そんな中、クラスメイトであるイギリス人男性が時々、話しかけてくれました。
ですが、彼には「かわいそうなアジア人をなぐさめている」という雰囲気がありました。イギリスの中流階級出身の人間として、クラスで唯一のアジア人を心配しているという匂いでした。
(中略)
でもね、それでも、話しかけられることは嬉しかったのです。寂しさが紛れるから、たとえ、見下されていると感じていても、独りポツンと中庭のベンチにいる僕に声をかけてくれることは嬉しかったのです。

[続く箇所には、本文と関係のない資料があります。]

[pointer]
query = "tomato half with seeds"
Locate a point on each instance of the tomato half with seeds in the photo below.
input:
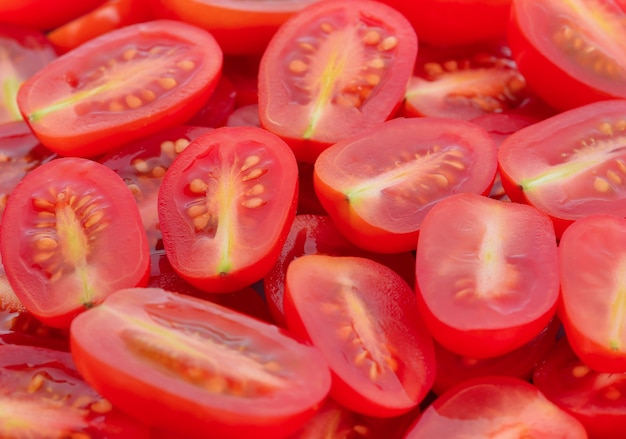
(71, 234)
(121, 86)
(363, 318)
(570, 52)
(378, 197)
(570, 165)
(226, 205)
(191, 367)
(593, 297)
(333, 70)
(43, 395)
(487, 274)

これは、強烈な体験でした。あきらかに「かわいそう」と見下されている相手からでも、話しかけられると嬉しいという感覚。生まれて初めて経験する、予想もつかない感覚でした。
(p209)
英語がうまく話せず、コミュニケーションがうまく取れない状態だと、「なぐさめの対象になる」くらいのおみやげしか渡せない。この状況下では、見下されながらでも話しかけられると人は嬉しいと感じてしまう。これがコモディティ人材の悲しさだ。より良い人間関係は望みようもないので、こういう相手でも必要だと感じてしまう。

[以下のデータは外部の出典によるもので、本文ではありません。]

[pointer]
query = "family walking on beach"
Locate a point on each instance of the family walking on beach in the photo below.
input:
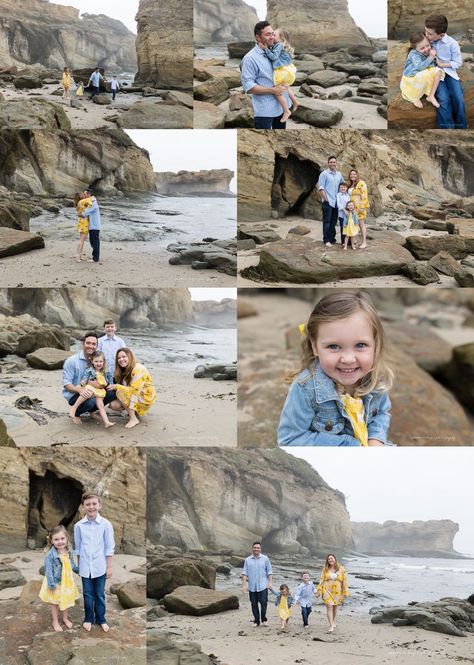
(106, 373)
(94, 547)
(257, 580)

そして、鴻上尚史はさやかさんとA子さんの関係性もおそらくこういうものだっただろう、と分析する。
おそらく高校時代のA子さんは、ロンドンの時の僕のように、「見下されていると感じるけれど、話しかけてくれて嬉しい」という状態だったんじゃないかと思います。
そして、高校を卒業し、大学を経験し、社会人になって、対等に話してくれる人とA子さんは出会ったのでしょう。自分のことを不幸な家庭の出身で「かわいそう」だと思わない、アドバイスをしないといけないと思わない、身構えない人と知り合ったのでしょう。

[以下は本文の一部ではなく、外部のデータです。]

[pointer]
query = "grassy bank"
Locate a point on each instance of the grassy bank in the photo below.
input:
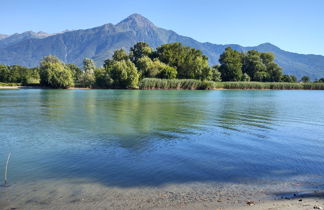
(190, 84)
(9, 84)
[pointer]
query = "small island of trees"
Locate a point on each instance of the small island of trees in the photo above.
(169, 66)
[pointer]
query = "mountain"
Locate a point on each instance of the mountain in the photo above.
(100, 42)
(16, 38)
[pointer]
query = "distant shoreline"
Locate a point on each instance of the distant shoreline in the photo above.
(81, 88)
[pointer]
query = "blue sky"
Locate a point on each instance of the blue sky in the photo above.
(293, 25)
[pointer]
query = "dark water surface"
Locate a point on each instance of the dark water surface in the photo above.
(134, 138)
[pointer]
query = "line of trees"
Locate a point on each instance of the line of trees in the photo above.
(168, 61)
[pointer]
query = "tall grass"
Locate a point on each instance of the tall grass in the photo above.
(191, 84)
(10, 84)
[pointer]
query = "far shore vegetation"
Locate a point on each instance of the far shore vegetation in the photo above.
(170, 66)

だから、もうさやかさんと話したくないと感じたのだと思います。それを二人で夕食を食べながら確認したのです。
(p210)
この分析が正しければ、A子さんは「対等に話してくれる友人」というバトナを獲得したので、さやかさんとの付き合いを続ける必要がなくなったということになる。コモディティ人材を脱すれば、人は望まないつき合いをしなくてもよくなるということだ。
あるいは、A子さんにそのような友人がいなくても、さやかさんと付き合うくらいなら一人を選ぶことにしたとも考えられる。時を経てそれくらい精神的に強くなったのかもしれない。いずれにせよ、さやかさんの一方的なアドバイスを聞き入れるしかなかった 高校時代より、よい未来を選び取ることができるようになったといえる。
つき合っている相手がコモディティ人材の状態だと、人はつい相手を舐めてしまいがちだ。相手が自分とつき合うしかないことを知っていると、傲慢な態度にも出られてしまう。しかし、相手がいつまでもコモディティ状態に甘んじているとは限らない。こちらが有利だからといっていつまでも同じ態度で接していると、いずれコモディティ状態を脱した相手から強烈なしっぺ返しを食らうこともある、という教訓を、この相談からは学べるのかもしれない。三日会わざれば刮目して相対すべきなのは、男子でも女子でも同じことなのだ。